The benchmarks were ran on different machines with different max block chunk size in the settings. It was done on the old Gnoland 7.2 testnet from block height 950866 to 960866. The chunk size declares how much blocks can be processed at the same time. The max transaction chunk was left at 100 as it is the default value.
| Cpu Count | 50 chunks | 100 chunks | 200 chunks | 500 chunks | | 2 vCPUs AMD Epyc | 2m25s | 1m23s | 50s | 28s | | 4 vCPUs AMD Epyc | 1m30s | 1m05s | 37s | 18s | | 16 core/32 threads AMD Ryzen 9 7900x3d | 24s | 16s | 10s | 10-5.4s* |
- The 16 core/32 threads benchmark was ran 2/4 times the result was at 6.5s however at this point the RPC node might be a bottleneck. One time it got 10 seconds and another time it was 5.4 seconds.
This blocks are mostly empty of transactions so it might not be the best benchmark. But it is a good indication of the performance and can be used as a reference.
For normal processing of the data, the recommended block chunk should be anywhere between 50-150. The transaction chunk should be anywhere between 50-300. This is a good balance between the performance and the not causing the RPC node to be overloaded.
If you are using your own RPC node, only dedicated for the indexer by default settings it should be able to handle up to 900 requests concurrently.

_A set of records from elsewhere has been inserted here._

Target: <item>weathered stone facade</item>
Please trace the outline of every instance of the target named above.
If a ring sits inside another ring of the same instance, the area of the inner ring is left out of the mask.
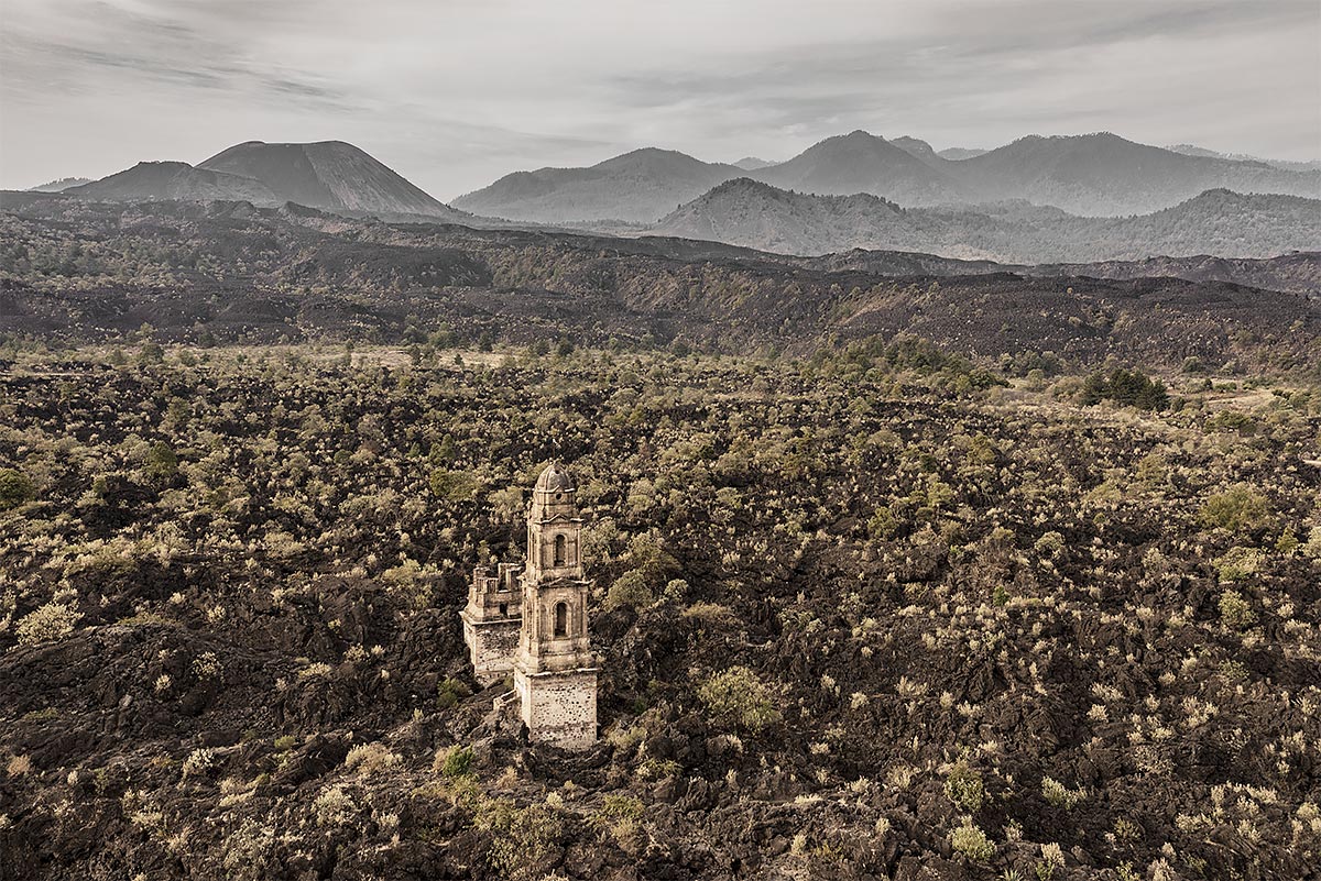
[[[458,613],[464,642],[473,662],[473,677],[483,686],[499,682],[514,670],[518,634],[523,626],[523,586],[517,563],[501,563],[497,575],[473,571],[468,605]]]
[[[474,675],[491,683],[514,673],[528,736],[565,749],[596,743],[596,674],[583,578],[577,485],[551,464],[532,489],[522,572],[473,574],[461,613]]]

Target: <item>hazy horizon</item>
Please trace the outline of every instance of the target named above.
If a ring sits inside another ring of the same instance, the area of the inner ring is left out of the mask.
[[[774,5],[679,3],[639,26],[597,0],[9,0],[0,186],[248,140],[349,141],[445,202],[643,146],[778,161],[853,129],[1321,153],[1299,87],[1321,82],[1314,3]]]

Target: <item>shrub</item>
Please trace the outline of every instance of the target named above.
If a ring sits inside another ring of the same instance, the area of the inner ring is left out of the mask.
[[[1215,559],[1215,568],[1222,582],[1239,582],[1255,575],[1264,562],[1266,554],[1255,547],[1231,547]]]
[[[1082,390],[1083,405],[1115,401],[1141,410],[1164,410],[1169,406],[1169,392],[1160,380],[1152,380],[1141,371],[1118,369],[1108,377],[1092,373]]]
[[[769,690],[756,673],[744,666],[712,675],[697,690],[697,696],[713,716],[728,719],[753,733],[779,720]]]
[[[1055,807],[1063,807],[1065,810],[1073,808],[1078,802],[1087,797],[1087,790],[1085,789],[1069,789],[1054,777],[1041,778],[1041,797]]]
[[[445,677],[439,686],[436,686],[436,706],[441,710],[448,710],[454,707],[460,700],[470,695],[468,686],[453,677]]]
[[[552,847],[563,823],[546,805],[524,808],[505,798],[481,798],[473,826],[491,834],[486,861],[501,878],[523,881],[544,877]]]
[[[1242,630],[1256,624],[1256,612],[1238,591],[1221,593],[1221,621],[1225,626]]]
[[[342,826],[353,819],[357,805],[342,786],[329,786],[321,790],[312,810],[317,814],[317,826]]]
[[[449,779],[468,777],[473,773],[473,748],[450,746],[444,753],[436,756],[436,766],[439,766],[441,777],[448,777]]]
[[[1207,529],[1244,533],[1260,528],[1266,514],[1266,496],[1251,484],[1240,483],[1207,499],[1198,512],[1198,520]]]
[[[400,761],[384,744],[358,744],[343,757],[343,766],[362,777],[370,777],[398,768]]]
[[[211,749],[194,749],[184,760],[184,777],[205,777],[215,768],[215,752]]]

If you run the node with this settings you could in theory push the indexer to use block chunk to size of 450 and transaction chunk to size of 900. However only do this if you are the only one using the node because the node will simply block requests from other users, and even the indexer. The indexer will still try to record the data and it will probably be successful, but it will actually be slower because it needs to retry the missed requests. So unless you are the only one using the node, it is not recommended to use these settings.
Or if you are the owner of this node, you can adjust this parameter in the settings and allow for more requests. If you plan to alter the node configurations better to consult the Gnoland documentation.